Korean J Gastroenterol.  2023 May;81(5):221-225. 10.4166/kjg.2023.015.

Case Reports on Black Fungus of the Gastrointestinal Tract: A New Complication in COVID-19 Patients

  • 1Departments of Surgical Gastroenterology , Sanjay Gandhi Post Graduate Institute of Medical Sciences, Lucknow, Uttar Pradesh, India
  • 2Departments of Pathology, Sanjay Gandhi Post Graduate Institute of Medical Sciences, Lucknow, Uttar Pradesh, India


Gastrointestinal mucormycosis is a rare disease with a significant mortality rate, even when promptly diagnosed and treated. An unusual complication was observed in India during the second wave of coronavirus disease 2019 (COVID-19). Two incidences of gastric mucormycosis were found. A 53-year-old male patient with a history of COVID-19 one month earlier came into the intensive care unit. After admission, the patient developed hematemesis, which was initially treated with blood transfusions and digital subtraction angiography embolization. Esophagogastroduodenoscopy (EGD) revealed a large ulcer with a clot in the stomach. During an exploratory laparotomy, the proximal stomach was necrotic. Histopathological examination confirmed mucormycosis. The patient was started on antifungals, but despite rigorous therapy, the patient died on the tenth postoperative day. Another patient, an 82-year-old male with a history of COVID-19, arrived with hematemesis two weeks earlier and was treated conservatively. EGD revealed a large white-based ulcer with abundant slough along the larger curvature of the body. Mucormycosis was verified by biopsy. He was treated with amphotericin B and isavuconazole. He was discharged after two weeks in a stable condition. Despite quick detection and aggressive treatment, the prognosis is poor. In the second case, prompt diagnosis and treatment saved the patient’s life.
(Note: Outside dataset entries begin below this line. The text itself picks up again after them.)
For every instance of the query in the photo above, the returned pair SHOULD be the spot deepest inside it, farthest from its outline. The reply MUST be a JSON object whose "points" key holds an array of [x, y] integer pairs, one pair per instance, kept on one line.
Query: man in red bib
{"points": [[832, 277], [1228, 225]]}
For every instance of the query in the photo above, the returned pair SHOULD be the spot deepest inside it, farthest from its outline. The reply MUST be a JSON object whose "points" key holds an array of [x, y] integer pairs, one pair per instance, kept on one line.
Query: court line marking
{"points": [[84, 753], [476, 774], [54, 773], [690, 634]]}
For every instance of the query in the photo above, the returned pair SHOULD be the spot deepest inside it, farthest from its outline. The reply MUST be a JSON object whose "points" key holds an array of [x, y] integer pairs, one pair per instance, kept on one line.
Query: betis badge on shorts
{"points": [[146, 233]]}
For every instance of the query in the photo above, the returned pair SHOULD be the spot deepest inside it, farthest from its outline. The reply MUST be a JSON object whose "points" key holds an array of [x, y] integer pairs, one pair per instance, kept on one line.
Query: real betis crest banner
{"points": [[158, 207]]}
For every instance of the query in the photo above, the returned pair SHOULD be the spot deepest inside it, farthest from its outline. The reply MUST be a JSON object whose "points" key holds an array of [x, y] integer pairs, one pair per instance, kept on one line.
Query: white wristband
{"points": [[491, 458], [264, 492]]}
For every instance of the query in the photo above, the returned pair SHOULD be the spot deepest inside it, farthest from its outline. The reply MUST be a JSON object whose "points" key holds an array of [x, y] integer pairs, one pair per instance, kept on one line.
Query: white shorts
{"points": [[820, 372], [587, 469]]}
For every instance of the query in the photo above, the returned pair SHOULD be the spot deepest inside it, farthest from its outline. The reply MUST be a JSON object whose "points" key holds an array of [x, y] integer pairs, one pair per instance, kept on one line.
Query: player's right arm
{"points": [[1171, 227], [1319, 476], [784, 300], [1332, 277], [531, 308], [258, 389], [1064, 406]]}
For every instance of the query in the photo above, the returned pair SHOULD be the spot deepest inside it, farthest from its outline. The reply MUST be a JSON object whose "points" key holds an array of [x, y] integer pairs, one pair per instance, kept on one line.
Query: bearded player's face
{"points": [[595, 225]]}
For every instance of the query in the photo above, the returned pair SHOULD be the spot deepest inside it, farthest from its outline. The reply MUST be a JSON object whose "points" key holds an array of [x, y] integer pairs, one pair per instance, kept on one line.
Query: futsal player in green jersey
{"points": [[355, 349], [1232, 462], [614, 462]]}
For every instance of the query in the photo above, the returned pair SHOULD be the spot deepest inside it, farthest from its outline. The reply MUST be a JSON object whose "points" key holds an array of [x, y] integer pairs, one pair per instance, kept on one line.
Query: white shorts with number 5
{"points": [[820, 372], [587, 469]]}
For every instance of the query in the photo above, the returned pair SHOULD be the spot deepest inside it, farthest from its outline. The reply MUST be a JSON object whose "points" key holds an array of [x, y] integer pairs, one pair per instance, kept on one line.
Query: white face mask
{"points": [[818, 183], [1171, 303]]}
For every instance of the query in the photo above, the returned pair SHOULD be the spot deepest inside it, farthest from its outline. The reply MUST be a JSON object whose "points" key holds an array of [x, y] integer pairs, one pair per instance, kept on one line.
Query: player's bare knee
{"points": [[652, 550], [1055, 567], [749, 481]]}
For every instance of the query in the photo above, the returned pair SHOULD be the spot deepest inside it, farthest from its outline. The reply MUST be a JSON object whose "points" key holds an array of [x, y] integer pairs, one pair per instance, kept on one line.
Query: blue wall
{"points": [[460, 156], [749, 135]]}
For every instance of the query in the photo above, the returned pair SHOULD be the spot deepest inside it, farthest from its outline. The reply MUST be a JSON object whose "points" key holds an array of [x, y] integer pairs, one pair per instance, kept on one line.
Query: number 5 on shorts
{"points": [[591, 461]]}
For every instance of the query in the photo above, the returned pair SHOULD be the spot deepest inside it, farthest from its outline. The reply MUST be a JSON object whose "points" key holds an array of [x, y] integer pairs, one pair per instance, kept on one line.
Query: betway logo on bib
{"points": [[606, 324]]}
COVID-19; Coronavirus; Mucormycosis; Fungus; Amphotericin B


  • Fig. 1 CT images showing a gastropleural fistula with left-sided hydropneumothorax (A and B). A triple-phase computed tomography of the abdomen demonstrated no obvious contrast extravasation or pseudoaneurysm, with a non-enhancing stomach wall at the fundus, adherent to the left hemidiaphragm, and gastro pleural connection with a left-sided hydropneumothorax. Circle in the picture showing gastro pleural connection with left-sided hydropneumothorax.
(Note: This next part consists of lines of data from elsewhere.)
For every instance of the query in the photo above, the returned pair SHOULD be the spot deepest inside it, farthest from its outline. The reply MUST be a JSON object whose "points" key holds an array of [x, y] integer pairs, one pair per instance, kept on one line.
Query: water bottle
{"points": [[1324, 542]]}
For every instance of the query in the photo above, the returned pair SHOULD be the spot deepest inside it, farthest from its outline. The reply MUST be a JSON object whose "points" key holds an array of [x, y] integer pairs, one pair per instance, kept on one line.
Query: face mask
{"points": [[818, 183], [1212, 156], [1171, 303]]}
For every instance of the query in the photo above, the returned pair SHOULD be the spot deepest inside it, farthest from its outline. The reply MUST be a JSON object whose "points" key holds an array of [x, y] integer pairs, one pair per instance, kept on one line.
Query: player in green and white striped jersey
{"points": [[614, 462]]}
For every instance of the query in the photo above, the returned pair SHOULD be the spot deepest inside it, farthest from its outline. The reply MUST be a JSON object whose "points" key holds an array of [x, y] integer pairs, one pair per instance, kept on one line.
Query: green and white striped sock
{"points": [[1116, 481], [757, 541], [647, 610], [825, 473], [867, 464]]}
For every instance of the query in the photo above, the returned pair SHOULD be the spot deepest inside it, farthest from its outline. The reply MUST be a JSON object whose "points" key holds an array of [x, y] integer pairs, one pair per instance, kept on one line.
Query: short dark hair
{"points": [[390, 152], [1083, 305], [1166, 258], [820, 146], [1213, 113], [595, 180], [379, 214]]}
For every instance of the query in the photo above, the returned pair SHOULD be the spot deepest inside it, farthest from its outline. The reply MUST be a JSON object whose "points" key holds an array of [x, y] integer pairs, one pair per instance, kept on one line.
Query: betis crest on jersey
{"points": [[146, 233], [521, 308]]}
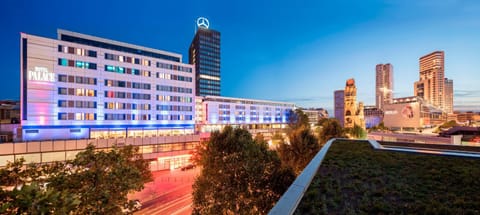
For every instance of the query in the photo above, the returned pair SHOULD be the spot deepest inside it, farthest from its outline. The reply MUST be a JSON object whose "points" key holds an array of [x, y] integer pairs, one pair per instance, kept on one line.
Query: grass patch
{"points": [[356, 179]]}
  • Fig. 2 Intra-operative image showing a necrosed proximal stomach and large diaphragmatic defect. Blood clots (500 g) were observed in the left subdiaphragmatic region. The proximal stomach was necrotic, which included the cardia, fundus, and proximal section of the greater curvature. A diaphragmatic defect with a diameter of around 5 cm is evident. Circle in the picture showing the diaphragmatic defect.

  • Fig. 3 Section from a gastrectomy specimen showing numerous broad, aseptate fungal profiles, suggesting mucormycosis (PAS, ×20).

  • Fig. 4 Photomicrograph showing angioinvasion by the funga elements. (H&E, ×40).

  • Fig. 5 Large white-based ulcer with plenty of sloughs along the greater curvature in the body region (A and B). Arrow in the picture showing white based ulcer with slough.

  • Fig. 6 Section from gastric biopsy showing numerous, broad, aseptate, hyaline fungal profiles identified in an area of necrosis. (H&E, ×40).

  • Fig. 7 CT image showing hypodense non-enhancing mottled air containing a slough-like lesion adherent to the gastric wall along the greater curvature. Circle in the picture showing hypodense non-enhancing mottled air containing a slough-like lesion.